昨日、梅雨明け宣言とともに我が家の今季最後の

ヒナが飛び立ちました。

 

 

 

 

毎朝、わたしの部屋の前の電線に留まって、

朝ミーティングをしています。

 

かなりにぎやかですえへへ…

 

 

 

卵の中のヒナが殻を破って出ようと、

内側からクチバシでコツコツつつくことを

「啐」と言うそうです。

 

その時、

親鳥がすかさず外から殻をついばむのが、

「啄」で、

啐と啄が同時に行われてはじめて、

ヒナは殻を破って生まれ出るというのです。

 

「啐啄同時」とは、

禅の公案を集めた『碧巌録』に出てくる言葉です。

 

この「啐啄同時」には、

「自立」を育てる教育のためのヒントが隠されています。

 

「啐」とは、

子どもが自分の足で立ち上がり、

一歩を踏み出そうとする意志であり力だそうです。

 

しかし、それはとても未熟で、

放っておいたらくじけてしまうかもしれません。

 

昭和3年から、昭和55年までの73歳まで

教壇に立ち続けた『新編 教えるということ』の著者・大村はまさん。

 

 

その大村さんは、

生徒に何の指導もしないまま

「さあ書いてみましょう」

と作文を書かせる教師を、無責任だと批判しています。

 

いきなり文章を書けと言われても、

書けるものではありませんね。

 

書きたいけれど、

書けなくて苦しんでいる子どもには、

書き出しを少しだけ教えてあげて、

その先を続けてごらんという。

 

そしてまたつかえたら、

ほんの少しだけ助けてやるというのです。

 

そういうやりとりを繰り返しているうちに、

子どもは文章を書くことを学んでいきます。

 

指導を放棄した無責任な教師ほど、

「それでは子どもの個性が育たない。
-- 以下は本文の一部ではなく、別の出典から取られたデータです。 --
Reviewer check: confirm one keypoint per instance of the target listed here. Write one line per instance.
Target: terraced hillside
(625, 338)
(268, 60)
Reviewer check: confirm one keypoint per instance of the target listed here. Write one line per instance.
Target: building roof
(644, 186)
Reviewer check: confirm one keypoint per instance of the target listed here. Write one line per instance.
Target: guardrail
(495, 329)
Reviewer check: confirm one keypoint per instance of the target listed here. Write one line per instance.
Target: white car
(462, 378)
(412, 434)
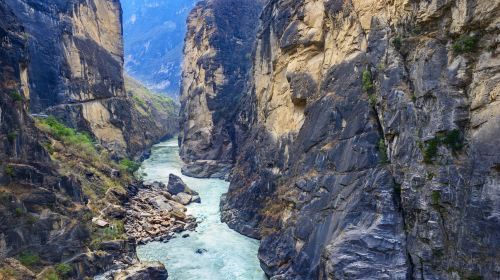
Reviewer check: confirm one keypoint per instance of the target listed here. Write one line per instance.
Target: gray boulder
(143, 271)
(176, 186)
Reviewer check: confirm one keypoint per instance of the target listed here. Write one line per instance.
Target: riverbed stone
(143, 271)
(176, 186)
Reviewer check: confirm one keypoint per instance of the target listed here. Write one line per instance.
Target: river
(225, 254)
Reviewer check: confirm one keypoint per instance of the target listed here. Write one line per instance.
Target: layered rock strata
(371, 131)
(75, 70)
(64, 59)
(217, 54)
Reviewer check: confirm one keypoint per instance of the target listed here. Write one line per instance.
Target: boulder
(196, 199)
(100, 222)
(176, 185)
(114, 211)
(143, 271)
(183, 198)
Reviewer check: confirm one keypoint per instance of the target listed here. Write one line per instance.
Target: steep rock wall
(369, 141)
(64, 58)
(217, 54)
(75, 71)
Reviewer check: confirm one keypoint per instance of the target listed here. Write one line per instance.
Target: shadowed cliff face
(369, 138)
(64, 58)
(28, 180)
(75, 70)
(154, 35)
(217, 51)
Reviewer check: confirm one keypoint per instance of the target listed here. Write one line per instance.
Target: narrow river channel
(213, 251)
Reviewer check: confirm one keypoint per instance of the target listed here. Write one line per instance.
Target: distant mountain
(154, 35)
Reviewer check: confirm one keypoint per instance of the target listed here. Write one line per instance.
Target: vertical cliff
(371, 130)
(75, 71)
(58, 175)
(217, 53)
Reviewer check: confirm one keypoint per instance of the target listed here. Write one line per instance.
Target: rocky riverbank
(158, 211)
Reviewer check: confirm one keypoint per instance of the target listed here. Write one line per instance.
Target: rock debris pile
(158, 211)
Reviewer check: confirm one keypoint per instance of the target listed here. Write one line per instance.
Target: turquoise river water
(228, 256)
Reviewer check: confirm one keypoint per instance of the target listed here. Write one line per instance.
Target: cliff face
(64, 58)
(371, 130)
(217, 54)
(75, 70)
(154, 35)
(153, 117)
(28, 180)
(76, 63)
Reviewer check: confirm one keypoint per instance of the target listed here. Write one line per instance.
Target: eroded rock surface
(217, 52)
(156, 212)
(143, 271)
(370, 141)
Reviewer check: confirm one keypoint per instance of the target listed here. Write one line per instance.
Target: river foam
(213, 251)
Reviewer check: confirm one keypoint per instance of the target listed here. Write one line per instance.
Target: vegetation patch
(9, 170)
(435, 197)
(115, 231)
(397, 42)
(129, 165)
(63, 269)
(12, 136)
(29, 259)
(49, 274)
(69, 136)
(465, 44)
(451, 139)
(16, 96)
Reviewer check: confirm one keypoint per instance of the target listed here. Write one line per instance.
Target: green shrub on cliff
(465, 44)
(452, 139)
(29, 259)
(63, 269)
(69, 136)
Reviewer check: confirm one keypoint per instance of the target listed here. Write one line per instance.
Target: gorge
(359, 139)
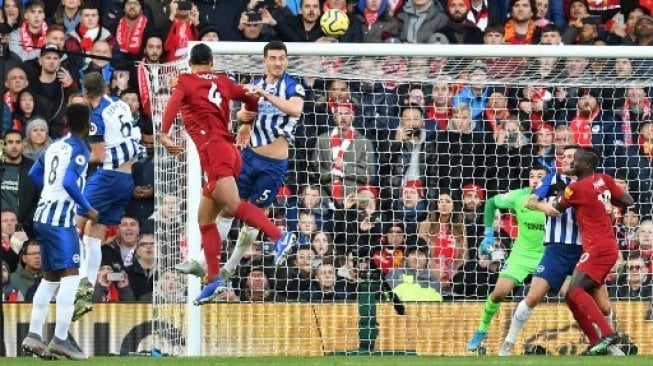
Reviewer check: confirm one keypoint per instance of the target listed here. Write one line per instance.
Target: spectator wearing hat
(419, 19)
(182, 27)
(459, 29)
(403, 157)
(89, 31)
(303, 27)
(53, 86)
(110, 288)
(376, 21)
(36, 137)
(19, 194)
(444, 231)
(459, 153)
(26, 41)
(24, 109)
(520, 27)
(343, 157)
(413, 281)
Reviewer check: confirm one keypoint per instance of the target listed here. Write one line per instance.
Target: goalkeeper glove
(487, 245)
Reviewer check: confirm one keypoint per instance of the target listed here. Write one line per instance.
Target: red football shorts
(597, 262)
(219, 159)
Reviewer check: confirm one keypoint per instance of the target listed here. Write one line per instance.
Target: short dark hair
(77, 116)
(201, 54)
(538, 167)
(94, 84)
(274, 45)
(11, 132)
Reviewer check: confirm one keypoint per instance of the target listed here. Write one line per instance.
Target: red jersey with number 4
(591, 198)
(204, 102)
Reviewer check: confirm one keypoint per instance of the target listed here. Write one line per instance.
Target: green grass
(344, 361)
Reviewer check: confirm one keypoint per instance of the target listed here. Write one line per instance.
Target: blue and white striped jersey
(562, 229)
(112, 122)
(271, 122)
(61, 172)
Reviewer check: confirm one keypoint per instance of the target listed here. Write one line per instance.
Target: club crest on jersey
(568, 193)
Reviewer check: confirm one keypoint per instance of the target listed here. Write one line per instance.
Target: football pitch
(345, 361)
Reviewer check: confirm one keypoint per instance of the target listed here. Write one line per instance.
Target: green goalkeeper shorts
(518, 267)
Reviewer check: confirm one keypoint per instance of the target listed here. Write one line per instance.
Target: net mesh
(523, 111)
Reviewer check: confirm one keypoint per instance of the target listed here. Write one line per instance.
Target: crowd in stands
(385, 176)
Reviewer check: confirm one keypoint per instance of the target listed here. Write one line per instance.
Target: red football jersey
(204, 102)
(591, 198)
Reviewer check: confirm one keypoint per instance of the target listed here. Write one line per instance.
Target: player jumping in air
(562, 250)
(203, 97)
(114, 141)
(526, 251)
(593, 197)
(265, 161)
(61, 172)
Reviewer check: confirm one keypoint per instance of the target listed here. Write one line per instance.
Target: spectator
(420, 19)
(67, 14)
(11, 241)
(13, 12)
(53, 86)
(182, 28)
(344, 158)
(36, 138)
(132, 29)
(29, 270)
(87, 33)
(458, 153)
(459, 29)
(444, 231)
(25, 109)
(141, 204)
(257, 287)
(403, 158)
(413, 281)
(122, 249)
(112, 284)
(142, 270)
(378, 24)
(10, 293)
(26, 41)
(302, 27)
(326, 286)
(520, 27)
(635, 283)
(18, 191)
(224, 15)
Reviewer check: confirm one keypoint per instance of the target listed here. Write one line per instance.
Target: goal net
(399, 201)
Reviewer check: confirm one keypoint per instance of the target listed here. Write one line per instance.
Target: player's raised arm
(169, 115)
(36, 172)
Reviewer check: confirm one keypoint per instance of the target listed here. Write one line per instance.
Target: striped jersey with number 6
(112, 122)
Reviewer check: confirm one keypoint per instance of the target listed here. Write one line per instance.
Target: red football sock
(212, 248)
(253, 216)
(587, 305)
(584, 323)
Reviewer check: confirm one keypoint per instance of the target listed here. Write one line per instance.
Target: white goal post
(179, 328)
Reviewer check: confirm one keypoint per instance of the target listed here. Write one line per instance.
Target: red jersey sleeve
(238, 92)
(172, 108)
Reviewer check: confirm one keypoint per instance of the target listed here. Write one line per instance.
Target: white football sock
(519, 319)
(224, 226)
(246, 237)
(65, 305)
(93, 257)
(42, 297)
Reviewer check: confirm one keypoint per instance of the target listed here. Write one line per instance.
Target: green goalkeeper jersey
(531, 223)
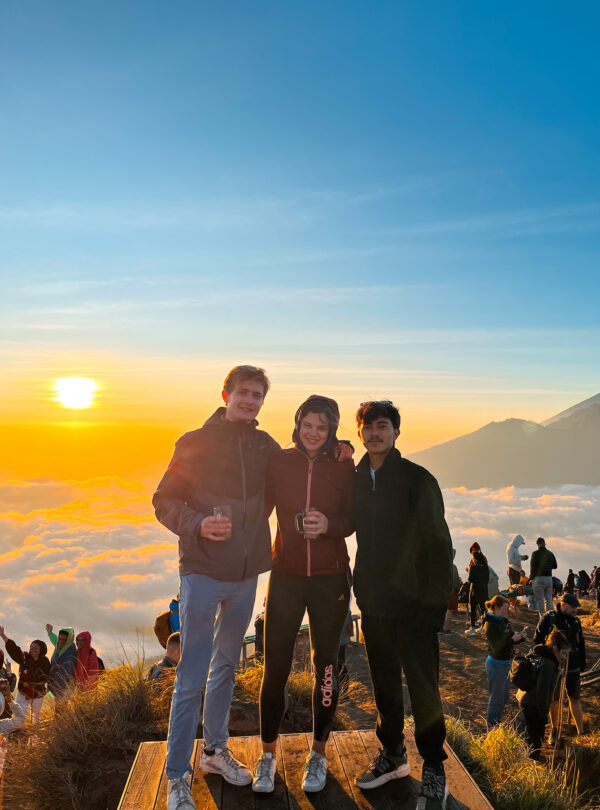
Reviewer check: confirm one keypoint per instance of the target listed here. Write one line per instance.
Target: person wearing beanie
(564, 618)
(86, 664)
(515, 559)
(63, 661)
(34, 669)
(313, 494)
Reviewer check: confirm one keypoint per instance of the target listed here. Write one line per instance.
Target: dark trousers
(343, 676)
(395, 646)
(326, 599)
(514, 577)
(530, 723)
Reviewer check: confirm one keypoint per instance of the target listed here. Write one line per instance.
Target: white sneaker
(224, 763)
(264, 774)
(180, 797)
(315, 772)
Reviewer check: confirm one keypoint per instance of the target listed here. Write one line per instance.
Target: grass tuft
(499, 763)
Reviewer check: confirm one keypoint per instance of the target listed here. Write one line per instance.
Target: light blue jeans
(497, 672)
(542, 593)
(214, 617)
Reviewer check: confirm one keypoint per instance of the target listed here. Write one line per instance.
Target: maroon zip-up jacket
(294, 481)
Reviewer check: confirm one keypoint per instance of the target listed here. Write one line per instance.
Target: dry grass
(499, 763)
(80, 759)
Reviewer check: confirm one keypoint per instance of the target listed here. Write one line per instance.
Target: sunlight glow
(75, 392)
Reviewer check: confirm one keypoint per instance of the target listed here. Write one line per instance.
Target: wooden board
(348, 755)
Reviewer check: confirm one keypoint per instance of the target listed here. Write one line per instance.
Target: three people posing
(227, 463)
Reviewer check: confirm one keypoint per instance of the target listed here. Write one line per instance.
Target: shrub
(499, 763)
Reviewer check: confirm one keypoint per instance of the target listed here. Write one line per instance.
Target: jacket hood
(87, 637)
(43, 646)
(332, 406)
(70, 638)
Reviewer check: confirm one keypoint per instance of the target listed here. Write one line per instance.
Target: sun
(75, 392)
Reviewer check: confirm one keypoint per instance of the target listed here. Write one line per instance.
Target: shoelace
(229, 759)
(314, 765)
(179, 787)
(432, 784)
(263, 767)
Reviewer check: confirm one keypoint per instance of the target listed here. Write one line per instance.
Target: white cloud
(91, 553)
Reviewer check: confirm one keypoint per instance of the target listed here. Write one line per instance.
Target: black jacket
(543, 562)
(571, 627)
(479, 577)
(499, 633)
(222, 463)
(404, 557)
(540, 697)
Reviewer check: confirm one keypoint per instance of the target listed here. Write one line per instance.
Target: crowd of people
(216, 495)
(558, 637)
(73, 665)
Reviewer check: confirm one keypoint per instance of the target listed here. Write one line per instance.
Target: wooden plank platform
(348, 754)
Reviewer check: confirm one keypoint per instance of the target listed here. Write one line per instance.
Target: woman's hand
(315, 523)
(217, 529)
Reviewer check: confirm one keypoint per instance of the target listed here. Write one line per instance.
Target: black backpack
(524, 671)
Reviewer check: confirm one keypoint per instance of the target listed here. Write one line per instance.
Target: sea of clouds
(91, 554)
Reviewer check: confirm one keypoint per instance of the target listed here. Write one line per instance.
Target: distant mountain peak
(586, 403)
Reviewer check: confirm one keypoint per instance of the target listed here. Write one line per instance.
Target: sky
(369, 200)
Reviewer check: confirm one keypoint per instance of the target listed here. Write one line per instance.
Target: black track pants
(395, 646)
(326, 598)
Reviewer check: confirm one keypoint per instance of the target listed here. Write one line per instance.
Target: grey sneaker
(223, 762)
(384, 767)
(434, 790)
(315, 772)
(264, 774)
(180, 797)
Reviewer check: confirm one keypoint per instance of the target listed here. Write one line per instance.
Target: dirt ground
(463, 683)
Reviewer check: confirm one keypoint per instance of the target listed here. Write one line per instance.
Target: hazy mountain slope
(520, 453)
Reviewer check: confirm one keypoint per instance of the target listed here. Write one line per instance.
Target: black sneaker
(434, 790)
(384, 767)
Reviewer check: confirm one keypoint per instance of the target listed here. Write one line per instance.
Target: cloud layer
(91, 553)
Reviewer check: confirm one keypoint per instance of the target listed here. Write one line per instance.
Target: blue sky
(404, 196)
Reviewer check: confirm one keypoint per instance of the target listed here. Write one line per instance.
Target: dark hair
(314, 406)
(241, 373)
(558, 639)
(174, 640)
(496, 602)
(378, 409)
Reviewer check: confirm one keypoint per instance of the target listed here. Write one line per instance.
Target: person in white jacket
(515, 559)
(9, 724)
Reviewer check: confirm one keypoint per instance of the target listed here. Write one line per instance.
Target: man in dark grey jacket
(212, 497)
(402, 582)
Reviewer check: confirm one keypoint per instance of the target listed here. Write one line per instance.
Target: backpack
(162, 627)
(524, 671)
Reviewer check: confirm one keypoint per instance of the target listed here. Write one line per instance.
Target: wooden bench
(348, 754)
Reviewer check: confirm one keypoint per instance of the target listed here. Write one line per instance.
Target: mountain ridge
(518, 452)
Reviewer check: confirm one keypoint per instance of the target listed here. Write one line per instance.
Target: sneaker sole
(399, 773)
(313, 790)
(207, 769)
(263, 790)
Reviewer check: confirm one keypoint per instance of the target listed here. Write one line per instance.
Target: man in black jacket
(213, 497)
(543, 562)
(402, 582)
(566, 620)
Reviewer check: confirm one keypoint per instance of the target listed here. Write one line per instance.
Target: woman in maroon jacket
(313, 494)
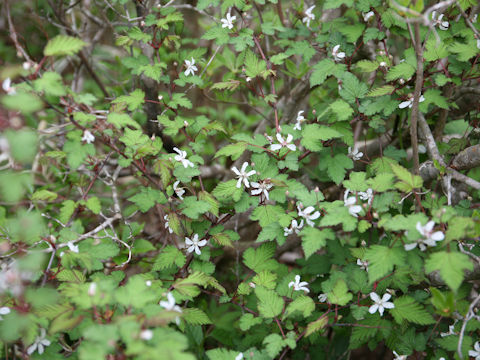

」

などと言いますが、

個性は放っておいて育つものではありません。

 

一歩踏み出そうと殻を必死につつく音が聞こえたら、

ただ放っておくのではなくて、

こちらからも殻をつついてやる。

 

それこそが「自立」を育てる教育ではないでしょうか。

 

 

そして、親子の関係も一緒です。

 

子どもが一生懸命話しかけているのに、

スマホのメールやラインに夢中になって、

耳を傾けようともしない親がいますよね。

 

「うるさいわね、あっちへ行ってなさい!」

という親もいますね。

 

これでは、

子どもは自立どころか、

生きる力さえ衰退させてしまいます。

 

また、

子どもの言うことを無条件に何でも聞いてやって、

何でもやってやってる親も、

結局は自分勝手な愛情を押し付けているだけで、

子どもが自立していく道を封じてしまっている。

 

どちらも、

教育本来の「啄」ができてないという意味で、

指導することを放棄してしまった教師と同じだと思うのです。

 

 

あるいはまた、

子どもが殻を破ろうとしていることを全く無視して、

自分が正しいと思い込んだところに穴を開けてしまう親もいます。

 

かつてのわたしです(^_^;)

 

その穴から出ることを子どもに強要しているのです。

 

それは、

自分の思い通りではない作文に✖をつける教師のようなもので、

これもまた「啄」の放棄と言わざるを得ませんね。

 

 

夏休みが始まりますね。

 

小学生や中学生のお子さんをお持ちの親御さんの中には、

お子さんとの接し方に悩んでいる方が

少なからずいらっしゃることでしょう。

 

教えのプロの先生方も悩んでおられるのです。

 

「啐啄同時」

 

子どもが歯を食いしばって頑張っているときに、

殻をつついたり、

背中をちょっと押したりして、

くじけず、しっかり歩いていけるよう導いてやる。

 

この夏休みに、

大きな自信を持たせることができるといいですね。

 

多くの子どもたちが、

わが家のツバメのように自立できる、

ステップになる夏休みになりますように・・・。